Interesting post but I think your high-end prices are very much on the low side. If I could find a luxury serviced apartment in District 1 for $400 / month, I would be very happy! I know that Sailing Tower for example is upwards of $2,500 / month.


Well, $2,500 is certainly a lot of money relative to most other properties in the city, but I believe that price is also for a 3-bedroom flat. Sailing Tower are also trying to be the most expensive address in the city, so I guess it makes sense. You'd find much cheaper prices at the other address that was trying to be the same, Saigon Pearl. A 3-bedroom apartment at Saigon Pearl was $800-$900 at the height of the property bubble, but now that the last tower is online and there's much more inventory looking for tenants, the prices have dropped.

chris (not verified)

Living in Vietnam website advertises house's for rent , some privates ones too.

Tyler Watts (not verified)

Great overview Tomo! Completely agree with the recommendations. The only problem that your method encounters is the requirements for renting to foreigners can be prohibitive for houseowners and their willingness to take in a foreigner.

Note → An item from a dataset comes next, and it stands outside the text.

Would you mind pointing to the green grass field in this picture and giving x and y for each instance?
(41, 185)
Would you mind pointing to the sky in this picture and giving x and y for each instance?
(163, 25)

The place we are at now agreed to do the paperwork to rent to a foreigner but likely only because our landlord is the neighborhood representative for our ward.

Of course there are some places willing to work around these ridiculous rules as well.


Thanks Tyler! Yes, absolutely right and I should've mentioned that.

Some people even think or claim that a certain district, like Phu Nhuan, is legally off limits to foreigners. Of course this is bull. But your landlord is supposed to register you with the local police (by bringing them your passport) and it's more of a hassle to register a foreigner than a local.

It's not uncommon for landlords to have a good relationship with the local police if they're registering tenants often. Sometimes, the police will just suggest foregoing the registration requirements altogether!

Anonymous (not verified)

This is interesting Tyler... I'm in Saigon for a year for work, been here 2 days and I'm expected to find a place within the week, and i'm finding it pretty confusing. It also means I don't have the 3 months up my sleeve to look around, if I'm going to sign a 12 month lease.

The agents I've talked to so far are adamant that a 2bedroom place somewhere fairly central (doesn't have to be big or pretty) doesn't exist for under 600, yet the prices seem to be arbitrary - the same price for a small box on the canal near the bridge at phu nhuan, as for a larger, nicer, apartment in Q3, 2 blocks to Q1, or for a 3 story house + terrace in Q1? Do people bargain rent prices?

If I had a Vietnamese friend to talk to the landlord for me, do they then have to negotiate with the landlord as to whether they will rent to a foreigner, etc? Do landlords sometimes refuse to rent to you once they find out it is for a foreigner?

Any thoughts/advice on this would be great!